São bem-vindos, certamente, os acordos com exportadores de soja e de madeira, para que não comprem produtos provenientes de áreas desmatadas (os Estados Unidos, por exemplo, já proibiram a importação das madeiras nessas condições). Mas é inexplicável que o MMA siga em seus planos de concessão de florestas públicas para "manejo sustentável" durante 40 anos (renováveis) por empresas privadas, quando continuam sem resposta todas as questões sobre as vulnerabilidades e até temeridade desse caminho para a biodiversidade, levantadas por cientistas conceituados. A elas se soma agora um estudo da Embrapa mostrando que a maçaranduba (madeira amazônica), quando abatida, precisa de 140 anos para ver recuperada a área, e não 30 anos, como prevêem os planos de manejo para o retorno da retirada de madeira a um trecho explorado. Na mata atlântica, diz a Biological Conservation, a recomposição da biodiversidade numa área "manejada" precisa de 100 a 300 anos.

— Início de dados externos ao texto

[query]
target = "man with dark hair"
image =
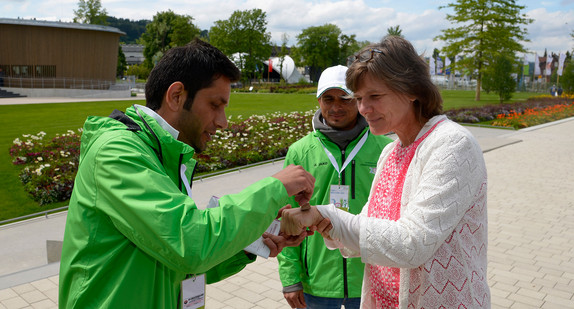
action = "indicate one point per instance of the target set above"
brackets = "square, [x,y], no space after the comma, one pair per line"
[340,152]
[134,236]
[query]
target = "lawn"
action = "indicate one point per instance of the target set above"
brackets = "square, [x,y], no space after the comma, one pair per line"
[60,117]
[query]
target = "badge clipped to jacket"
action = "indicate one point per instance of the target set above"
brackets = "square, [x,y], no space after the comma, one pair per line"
[339,196]
[193,292]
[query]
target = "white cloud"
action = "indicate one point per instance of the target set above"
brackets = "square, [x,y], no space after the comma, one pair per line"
[367,19]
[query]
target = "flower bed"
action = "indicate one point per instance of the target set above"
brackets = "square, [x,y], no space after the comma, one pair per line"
[490,113]
[49,168]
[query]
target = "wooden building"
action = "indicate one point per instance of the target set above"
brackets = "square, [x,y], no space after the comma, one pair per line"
[44,54]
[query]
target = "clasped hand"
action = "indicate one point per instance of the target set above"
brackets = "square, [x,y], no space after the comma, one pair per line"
[295,221]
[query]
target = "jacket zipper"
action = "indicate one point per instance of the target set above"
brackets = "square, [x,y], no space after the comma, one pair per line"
[180,182]
[345,283]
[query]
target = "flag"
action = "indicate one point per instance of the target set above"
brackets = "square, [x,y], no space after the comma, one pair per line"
[549,65]
[439,65]
[561,63]
[536,64]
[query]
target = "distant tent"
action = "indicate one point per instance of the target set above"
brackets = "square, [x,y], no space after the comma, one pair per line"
[288,71]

Da mesma forma, causa estranheza o novo ministro dizer que, embora tenha posição pessoal contra a implantação da usina nuclear de Angra 3 e outras (por considerar sua energia cara e insegura, além da falta de destinação para o lixo nuclear), dará seguimento ao projeto do governo de avançar por esse caminho, ainda que o MMA tenha votado contra (e sido derrotado) na gestão anterior à sua. Da mesma forma, o ministro de Minas e Energia anunciar - sem reparos do MMA - que a Usina de Belo Monte, no Rio Xingu, estará licenciada em 2009, quando seu estudo de impacto não foi sequer examinado pelo Ibama. Repete-se aí o caso do projeto de transposição do Rio São Francisco, aprovado em entrevistas pela ministra anterior, antes de examinado por um órgão a ela subordinado.
Fica a pergunta: e quando o Ministério do Meio Ambiente discutirá com a sociedade a matriz energética brasileira, a possibilidade de reduzir o consumo e a necessidade real de novas usinas?